The 24-70 lens is good as a travel zoom but it’s not as impressive as the 50mm f1.8 that I used with earlier outings with the camera. Renderings are a little flat compared to the 24-120 f4 F mount lens used on the D850 as a midrange zoom. That whole kit was way bigger and way heavier. I’m hoping the wide angle zoom that’s coming soon will prove to be an outstanding lens that I can use in combination with the really nice 50mm. I’ll note that I find the RAW conversions by Nikon’s own Capture NX-D to be better in detail and contrast that those by Capture One, which serves as my cataloging software these days.

So for my city walks, I’ll be sticking to the Leica M10.

Mental Causation

A few years ago I read George Soros’ small book The Soros Lectures: At the Central European University in which he describes how he came to conceptualize reflexivity in markets, the idea that there is a feedback loop between what people think and market reality, which in turn affects what people think. It’s mental causation, but of course it’s just a manifestation of the the way brains interact socially through language, we affect each other with consequences in the real world.

In copying over note’s from last year’s Hobonichi, I found a note on a similar idea of inducing negative opinions. When you merely bring up a topic with some negative connotations for others, they are compelled to fill in the blanks.

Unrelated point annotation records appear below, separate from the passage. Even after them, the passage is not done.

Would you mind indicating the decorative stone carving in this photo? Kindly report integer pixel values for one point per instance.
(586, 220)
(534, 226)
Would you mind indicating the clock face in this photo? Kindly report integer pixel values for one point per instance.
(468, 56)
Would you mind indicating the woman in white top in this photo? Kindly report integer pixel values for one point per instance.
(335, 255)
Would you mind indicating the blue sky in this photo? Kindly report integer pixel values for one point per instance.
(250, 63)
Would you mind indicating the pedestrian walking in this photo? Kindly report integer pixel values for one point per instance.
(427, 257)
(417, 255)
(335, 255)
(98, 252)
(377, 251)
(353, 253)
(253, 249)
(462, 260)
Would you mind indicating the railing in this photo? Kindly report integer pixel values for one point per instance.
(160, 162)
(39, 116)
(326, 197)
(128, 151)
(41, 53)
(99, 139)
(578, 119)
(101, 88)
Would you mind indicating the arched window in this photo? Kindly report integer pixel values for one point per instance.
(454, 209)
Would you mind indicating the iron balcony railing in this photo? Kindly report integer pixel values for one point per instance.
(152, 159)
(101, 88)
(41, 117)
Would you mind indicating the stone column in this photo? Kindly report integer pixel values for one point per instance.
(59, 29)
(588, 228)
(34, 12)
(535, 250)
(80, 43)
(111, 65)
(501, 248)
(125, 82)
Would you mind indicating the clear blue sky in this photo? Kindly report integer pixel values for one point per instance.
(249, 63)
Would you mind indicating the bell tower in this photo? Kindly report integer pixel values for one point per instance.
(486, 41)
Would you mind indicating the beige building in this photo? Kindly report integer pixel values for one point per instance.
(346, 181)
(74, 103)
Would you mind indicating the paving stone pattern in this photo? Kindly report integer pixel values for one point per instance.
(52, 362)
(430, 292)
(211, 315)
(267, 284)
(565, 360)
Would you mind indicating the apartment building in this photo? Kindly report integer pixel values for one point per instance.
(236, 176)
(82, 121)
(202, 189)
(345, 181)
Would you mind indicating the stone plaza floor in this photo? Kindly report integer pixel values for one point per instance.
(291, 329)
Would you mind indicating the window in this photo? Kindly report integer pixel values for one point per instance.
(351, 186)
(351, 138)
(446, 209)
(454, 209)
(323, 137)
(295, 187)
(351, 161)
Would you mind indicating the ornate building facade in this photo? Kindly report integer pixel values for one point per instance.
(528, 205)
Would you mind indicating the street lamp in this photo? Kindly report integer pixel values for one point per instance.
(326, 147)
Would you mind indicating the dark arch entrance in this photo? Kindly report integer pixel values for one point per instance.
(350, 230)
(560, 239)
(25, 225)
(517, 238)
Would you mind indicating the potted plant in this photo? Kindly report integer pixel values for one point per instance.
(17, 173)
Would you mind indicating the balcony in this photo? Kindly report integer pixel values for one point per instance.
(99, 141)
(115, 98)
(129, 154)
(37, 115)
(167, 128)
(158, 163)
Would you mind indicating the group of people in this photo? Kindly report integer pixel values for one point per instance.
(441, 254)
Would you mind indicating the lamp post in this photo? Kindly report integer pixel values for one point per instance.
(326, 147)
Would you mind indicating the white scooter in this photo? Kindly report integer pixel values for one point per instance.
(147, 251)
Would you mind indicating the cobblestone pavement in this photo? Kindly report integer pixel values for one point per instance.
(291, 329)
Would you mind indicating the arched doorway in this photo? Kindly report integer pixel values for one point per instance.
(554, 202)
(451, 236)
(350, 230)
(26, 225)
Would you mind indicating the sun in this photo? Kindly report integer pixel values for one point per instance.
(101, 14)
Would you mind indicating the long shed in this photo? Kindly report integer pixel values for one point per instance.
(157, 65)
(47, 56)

When I say “It’s like comparing apples and …”, you can’t help but think oranges. The word rises unbidden to mind, caused by my speech. It’s a powerful effect to have on another person as it’s reflexive and automatic. So by my mentioning a name and situation, your negative feelings, already in place, are reflexively activated cause you to think about those negative feelings and attitudes. Your brain does it, but I’ve directly caused it by my actions.

Just a thought about how powerful we are with just the power of words.